# Saturday 7/26 another bottom day on RECESS



## recess (Oct 8, 2007)

We headed out of the pass around 6am. The seas were around 1-2 from the NW. Our plans were to head to the yellow gravel area for a few box fish. Steven, my son in law, was with us for the trip (He is home for his mid tour leave from IRAQ). Rob,Tim and I are as ready as can be for a good day. We just really want a calm day from the badweather. But again mother nature had her own plans. We kept a watchfulleye on the sky allday to the south, but nothing but clear skies. Never turn your back on a wave at the beach and your back to the weather heading home. Hear we go again 15-20 from the NW seas going to 3-4 maybe a 5 footer thrown in now and then. Well, we made it in again, and I hope every one else did too. Hear is a few pictures of our catch. There were 11 different types of fish. Gene,Tim, Rob and Steven


----------



## The Groovy Hooker (Jul 22, 2008)

:clapWhen is the fish fry?


----------



## bos'n (Sep 28, 2007)

good post and good pictures, keep up them good trips Tony:usaflag


----------



## rodfather (Mar 13, 2008)

Nice.... Are all those Amberjack 28 inches? Just kidding, nice haul! The real question is, who gets to the red snapper?:clap:clap:clap:clap:clap:clap


----------



## rodfather (Mar 13, 2008)

I mean...



**Who gets to *EAT* the red snapper? I love some snapper!


----------



## dailysaw (Jan 22, 2008)

you guys killed them! glad to see the nice load of fish. 

what a great trip with family in town.

well done and thanks for the :takephoto


----------



## Wharf Rat (Sep 27, 2007)

> *rodfather (7/27/2008)*Nice.... Are all those Amberjack 28 inches? Just kidding, nice haul! The real question is, who gets to the red snapper?:clap:clap:clap:clap:clap:clap




Those are Almaco Jacks...don't have to be 28.



Nice haul guys!


----------



## Ocean Man (Sep 27, 2007)

Scamp, Tripletail, Bigeye, and a Cuskeel. Now thats what I call good eating.


----------



## recess (Oct 8, 2007)

> *Wharf Rat (7/28/2008)*
> 
> 
> > *rodfather (7/27/2008)*Nice.... Are all those Amberjack 28 inches?
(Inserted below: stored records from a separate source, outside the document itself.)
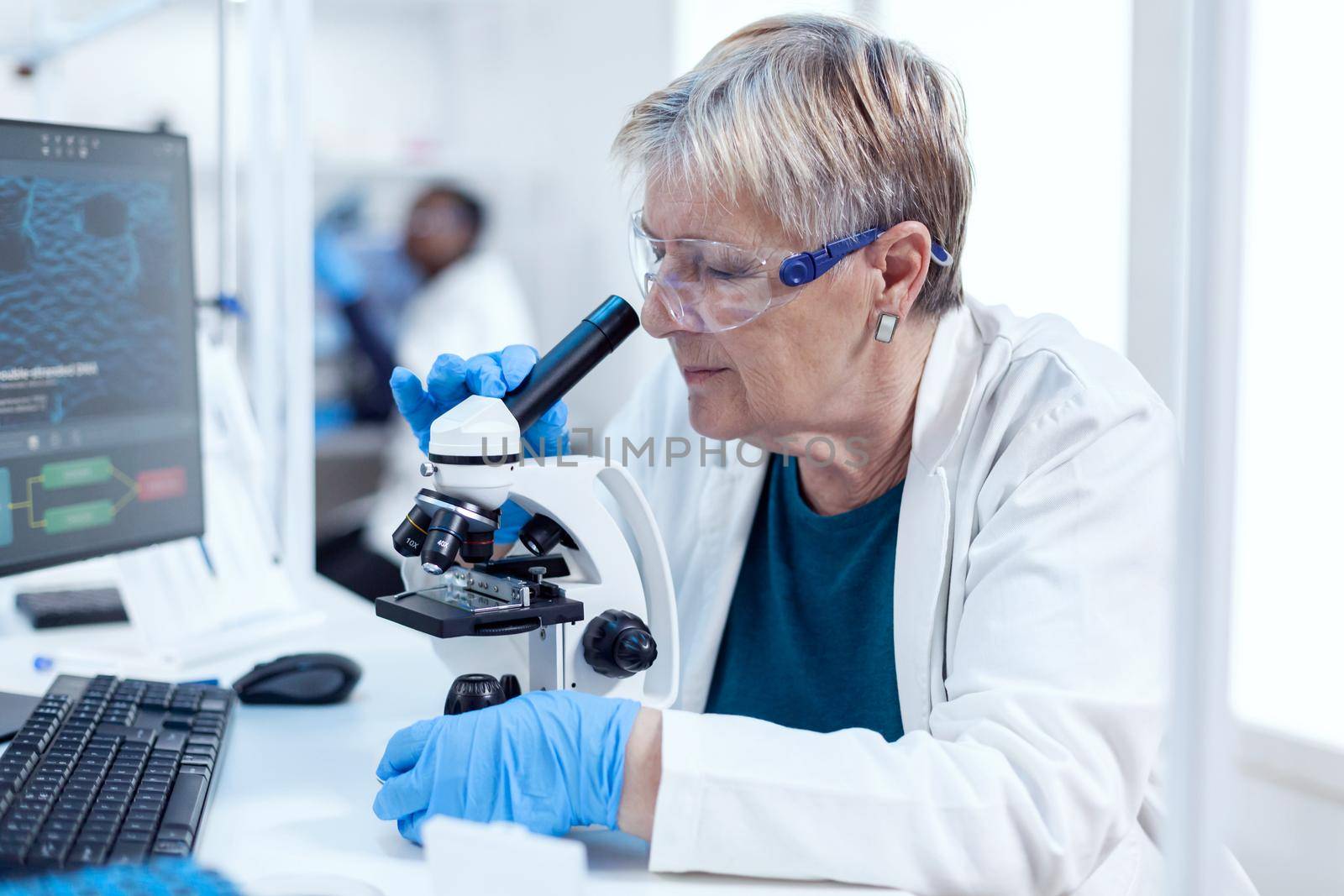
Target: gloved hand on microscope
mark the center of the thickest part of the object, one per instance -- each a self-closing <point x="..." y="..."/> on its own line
<point x="549" y="761"/>
<point x="492" y="375"/>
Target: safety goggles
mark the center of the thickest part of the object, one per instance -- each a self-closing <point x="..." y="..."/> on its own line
<point x="709" y="286"/>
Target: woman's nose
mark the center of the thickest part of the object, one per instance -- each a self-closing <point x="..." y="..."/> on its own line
<point x="656" y="317"/>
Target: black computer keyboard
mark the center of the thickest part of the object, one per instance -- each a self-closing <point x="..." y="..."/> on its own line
<point x="109" y="772"/>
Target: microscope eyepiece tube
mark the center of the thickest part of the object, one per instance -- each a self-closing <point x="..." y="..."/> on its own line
<point x="571" y="359"/>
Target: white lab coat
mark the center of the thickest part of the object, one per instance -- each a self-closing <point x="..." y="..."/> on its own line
<point x="1032" y="598"/>
<point x="470" y="307"/>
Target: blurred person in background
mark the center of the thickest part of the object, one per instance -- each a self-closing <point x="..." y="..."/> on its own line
<point x="468" y="297"/>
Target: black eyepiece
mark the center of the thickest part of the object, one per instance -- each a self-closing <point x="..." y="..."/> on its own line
<point x="571" y="359"/>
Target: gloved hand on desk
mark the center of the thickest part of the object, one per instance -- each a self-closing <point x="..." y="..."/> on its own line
<point x="549" y="761"/>
<point x="494" y="375"/>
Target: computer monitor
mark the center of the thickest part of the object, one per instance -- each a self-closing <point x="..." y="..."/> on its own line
<point x="100" y="417"/>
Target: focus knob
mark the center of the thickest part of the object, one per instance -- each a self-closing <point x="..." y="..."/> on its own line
<point x="474" y="691"/>
<point x="617" y="644"/>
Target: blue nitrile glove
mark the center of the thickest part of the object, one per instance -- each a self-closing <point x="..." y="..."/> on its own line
<point x="336" y="269"/>
<point x="492" y="375"/>
<point x="550" y="761"/>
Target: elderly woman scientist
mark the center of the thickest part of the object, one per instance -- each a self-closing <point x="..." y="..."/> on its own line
<point x="922" y="640"/>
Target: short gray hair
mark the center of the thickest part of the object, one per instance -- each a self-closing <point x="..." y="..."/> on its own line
<point x="824" y="123"/>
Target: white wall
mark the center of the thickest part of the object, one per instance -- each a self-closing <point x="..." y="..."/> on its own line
<point x="1288" y="667"/>
<point x="537" y="96"/>
<point x="1047" y="101"/>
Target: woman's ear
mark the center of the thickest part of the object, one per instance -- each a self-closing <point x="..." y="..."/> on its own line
<point x="902" y="254"/>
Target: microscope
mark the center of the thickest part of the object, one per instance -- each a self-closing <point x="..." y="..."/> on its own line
<point x="593" y="594"/>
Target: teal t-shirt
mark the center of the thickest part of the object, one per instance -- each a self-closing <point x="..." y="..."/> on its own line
<point x="808" y="641"/>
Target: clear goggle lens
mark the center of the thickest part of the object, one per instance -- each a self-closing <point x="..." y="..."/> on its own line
<point x="706" y="286"/>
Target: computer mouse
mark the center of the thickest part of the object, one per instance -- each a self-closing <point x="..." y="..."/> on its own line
<point x="300" y="679"/>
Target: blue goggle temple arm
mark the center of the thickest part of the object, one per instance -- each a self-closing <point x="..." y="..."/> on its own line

Just kidding, nice haul! The real question is, who gets to the red snapper?:clap:clap:clap:clap:clap:clap
> ...


 Hall, Rob keep askingfor morealmacos. I think he jigg most of the trip. We ran out of ice so he did not keep any AJs.


----------



## rodfather (Mar 13, 2008)

Man! I caught 6 Almaco Jacks and threw them back! now I know, Lol.:banghead:banghead:banghead


----------